Perhaps the single most impressive element of Terminator Salvation is the performance of its graphics engine. Though the game does have frame rate hiccups, which often correlate with iPhone background tasks, it almost always presents truly great 3-D worlds and at least acceptable characters to populate them. Gameloft’s renditions of varied apocalyptic backdrops are surprisingly rounded and detailed rather than jaggy or sparse, colored with deliberate and movie-like bleak tones, and populated with smoke clouds, flames, and enough robot hiding places that you’ll feel on the edge while you’re playing. Apart from the absence of voice acting, the cinematic music and slightly spine-chilling sound effects really work well together, too. These are really well-developed levels, at least, aesthetically.
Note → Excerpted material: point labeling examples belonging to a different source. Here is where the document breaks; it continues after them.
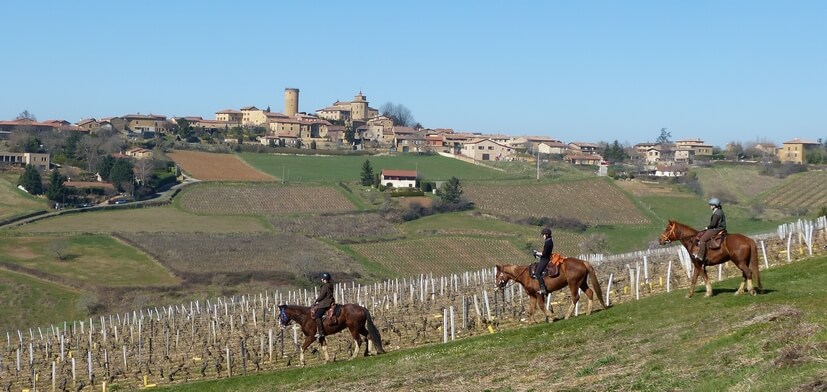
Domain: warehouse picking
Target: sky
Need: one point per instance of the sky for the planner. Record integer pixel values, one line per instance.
(586, 71)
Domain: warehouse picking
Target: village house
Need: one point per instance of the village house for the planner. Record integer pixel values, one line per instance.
(583, 148)
(486, 150)
(670, 171)
(399, 178)
(580, 159)
(700, 148)
(40, 161)
(796, 150)
(138, 153)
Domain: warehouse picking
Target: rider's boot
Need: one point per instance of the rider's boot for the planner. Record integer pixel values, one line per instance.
(542, 283)
(319, 329)
(701, 255)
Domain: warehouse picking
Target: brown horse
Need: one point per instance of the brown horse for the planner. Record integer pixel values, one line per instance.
(739, 249)
(353, 317)
(573, 272)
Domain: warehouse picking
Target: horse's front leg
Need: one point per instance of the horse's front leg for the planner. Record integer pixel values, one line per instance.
(532, 302)
(707, 283)
(695, 272)
(307, 341)
(357, 341)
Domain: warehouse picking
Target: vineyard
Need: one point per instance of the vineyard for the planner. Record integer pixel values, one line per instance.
(593, 201)
(216, 167)
(805, 190)
(262, 199)
(273, 258)
(343, 228)
(233, 336)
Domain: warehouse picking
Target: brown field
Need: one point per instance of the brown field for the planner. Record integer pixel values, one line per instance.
(263, 199)
(216, 167)
(441, 255)
(154, 219)
(280, 258)
(339, 227)
(592, 201)
(806, 190)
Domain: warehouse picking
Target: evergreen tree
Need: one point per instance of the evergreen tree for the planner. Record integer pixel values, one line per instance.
(105, 166)
(56, 191)
(367, 173)
(121, 173)
(30, 179)
(450, 191)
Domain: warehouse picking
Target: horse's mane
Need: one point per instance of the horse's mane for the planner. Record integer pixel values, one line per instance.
(513, 269)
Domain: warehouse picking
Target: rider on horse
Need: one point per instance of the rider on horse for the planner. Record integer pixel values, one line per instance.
(323, 303)
(717, 223)
(545, 257)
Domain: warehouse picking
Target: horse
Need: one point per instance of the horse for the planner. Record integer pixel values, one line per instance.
(355, 318)
(738, 248)
(573, 272)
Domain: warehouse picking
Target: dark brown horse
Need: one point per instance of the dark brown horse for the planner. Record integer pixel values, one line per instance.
(739, 249)
(573, 272)
(353, 317)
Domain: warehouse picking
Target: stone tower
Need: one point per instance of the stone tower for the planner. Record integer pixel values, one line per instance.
(359, 107)
(291, 101)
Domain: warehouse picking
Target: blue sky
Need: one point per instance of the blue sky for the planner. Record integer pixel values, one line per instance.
(576, 71)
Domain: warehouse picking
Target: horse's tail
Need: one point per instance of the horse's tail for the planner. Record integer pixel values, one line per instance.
(596, 284)
(374, 333)
(753, 264)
But unlike some of the other $10 iPhone titles we’ve played recently, Terminator Salvation has very little lasting power—too little to justify a price of this sort. Levels are merely based on simple move from place to place and shoot objectives, with only modestly more depth than Midway’s simple but awesome 1991 Terminator 2 arcade game. As noted in the introduction, we beat Salvation on its normal difficulty level in an hour and a half, finding that the “rewards” were the option to replay the game on a higher difficulty mode or with the body of a terminator, albeit with unchanged dialog, and to replay the game’s very simplistic “hacking” mini-game. These aren’t especially compelling options; we would have been much more satisfied had the game’s levels been considerably more dense and populated with more varied challenges.
While it’s obvious that a lot of development effort went into this title, it’s equally apparent that designing a game that can be whipped through so quickly isn’t the best use of the considerable visual and sonic assets that were brought to bear here. iPhone game developers hoping to charge premium prices for their titles would be well-served to learn a lesson from Terminator Salvation: no matter how impressive the license, the engine, and the level designs, if there’s not enough to do, the only people you’ll satisfy are hard core fans with extra cash to burn. And then, even as fans, we wouldn’t spend $10 for a game as short as this. If it falls considerably in price, and you’re willing to buy something with only a couple of hours of play time, you might want to give it a look.